Extensions (original) (raw)

Contents

Extensions need to extend the parser, HTML renderer, formatter, or any combination of these. To use an extension, the builder objects can be configured with a list of extensions. Because extensions are optional, they live in separate artifacts, requiring additional dependencies to be added to the project.

Let's look at how to enable tables from GitHub Flavored Markdown or MultiMarkdown, which ever your prefer. First, add all modules as a dependency (see Maven Central for individual modules):

com.vladsch.flexmark flexmark-all 0.64.8

Configure the extension on the builders:

import com.vladsch.flexmark.ext.tables.TablesExtension; import com.vladsch.flexmark.ext.gfm.strikethrough.StrikethroughExtension;

class SomeClass { static final DataHolder OPTIONS = new MutableDataSet() .set(Parser.EXTENSIONS, Arrays.asList(TablesExtension.create(), StrikethroughExtension.create())) .toImmutable();

Parser parser = Parser.builder(options).build();
HtmlRenderer renderer = HtmlRenderer.builder(options).build();

}

Configuring Options

A generic options API allows easy configuration of the parser, renderer and extensions. It consists of DataKey<T> instances defined by various components. Each data key defines the type of its value and a default value.

The values are accessed via the DataHolder and MutableDataHolder interfaces, with the former being a read only container. Since the data key provides a unique identifier for the data there is no collision for options.

To configure the parser or renderer, pass a data holder to the builder() method with the desired options configured, including extensions.

import com.vladsch.flexmark.html.HtmlRenderer; import com.vladsch.flexmark.parser.Parser;

public class SomeClass { static final DataHolder OPTIONS = new MutableDataSet() .set(Parser.REFERENCES_KEEP, KeepType.LAST) .set(HtmlRenderer.INDENT_SIZE, 2) .set(HtmlRenderer.PERCENT_ENCODE_URLS, true)

        // for full GFM table compatibility add the following table extension options:
        .set(TablesExtension.COLUMN_SPANS, false)
        .set(TablesExtension.APPEND_MISSING_COLUMNS, true)
        .set(TablesExtension.DISCARD_EXTRA_COLUMNS, true)
        .set(TablesExtension.HEADER_SEPARATOR_COLUMN_MATCH, true)
        .set(Parser.EXTENSIONS, Arrays.asList(TablesExtension.create()))
        .toImmutable();

static final Parser PARSER = Parser.builder(OPTIONS).build();
static final HtmlRenderer RENDERER = HtmlRenderer.builder(OPTIONS).build();

}

In the code sample above, Parser.REFERENCES_KEEP defines the behavior of references when duplicate references are defined in the source. In this case it is configured to keep the last value, whereas the default behavior is to keep the first value.

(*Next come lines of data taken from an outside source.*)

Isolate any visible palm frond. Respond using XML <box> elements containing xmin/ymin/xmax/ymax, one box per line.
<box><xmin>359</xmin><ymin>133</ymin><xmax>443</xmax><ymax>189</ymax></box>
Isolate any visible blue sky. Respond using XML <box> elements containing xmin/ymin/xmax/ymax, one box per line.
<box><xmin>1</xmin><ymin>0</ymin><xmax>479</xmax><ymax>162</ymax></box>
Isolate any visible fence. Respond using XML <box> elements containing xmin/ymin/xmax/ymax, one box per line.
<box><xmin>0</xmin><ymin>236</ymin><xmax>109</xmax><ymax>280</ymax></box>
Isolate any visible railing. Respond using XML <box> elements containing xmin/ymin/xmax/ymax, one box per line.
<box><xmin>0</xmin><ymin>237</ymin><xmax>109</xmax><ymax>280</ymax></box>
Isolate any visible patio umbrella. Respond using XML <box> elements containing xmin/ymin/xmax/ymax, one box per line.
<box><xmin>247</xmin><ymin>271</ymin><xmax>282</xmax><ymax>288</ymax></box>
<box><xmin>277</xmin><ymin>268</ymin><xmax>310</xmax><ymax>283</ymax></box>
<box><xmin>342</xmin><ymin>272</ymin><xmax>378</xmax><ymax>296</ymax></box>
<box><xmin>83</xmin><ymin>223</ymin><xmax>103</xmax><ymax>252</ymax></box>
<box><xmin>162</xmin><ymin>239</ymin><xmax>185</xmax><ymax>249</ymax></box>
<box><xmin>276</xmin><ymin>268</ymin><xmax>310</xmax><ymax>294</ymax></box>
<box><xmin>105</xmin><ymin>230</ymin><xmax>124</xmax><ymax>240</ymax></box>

The HtmlRenderer.INDENT_SIZE and HtmlRenderer.PERCENT_ENCODE_URLS define options to use for rendering. Similarly, extension options can be added at the same time. Any options not set, will default to their respective defaults as defined by their data keys.

All markdown element reference types should be stored using a subclass of NodeRepository<T> as is the case for references, abbreviations and footnotes. This provides a consistent mechanism for overriding the default behavior of these references for duplicates from keep first to keep last.

By convention, data keys are defined in the extension class and in the case of the core in theParser or HtmlRenderer.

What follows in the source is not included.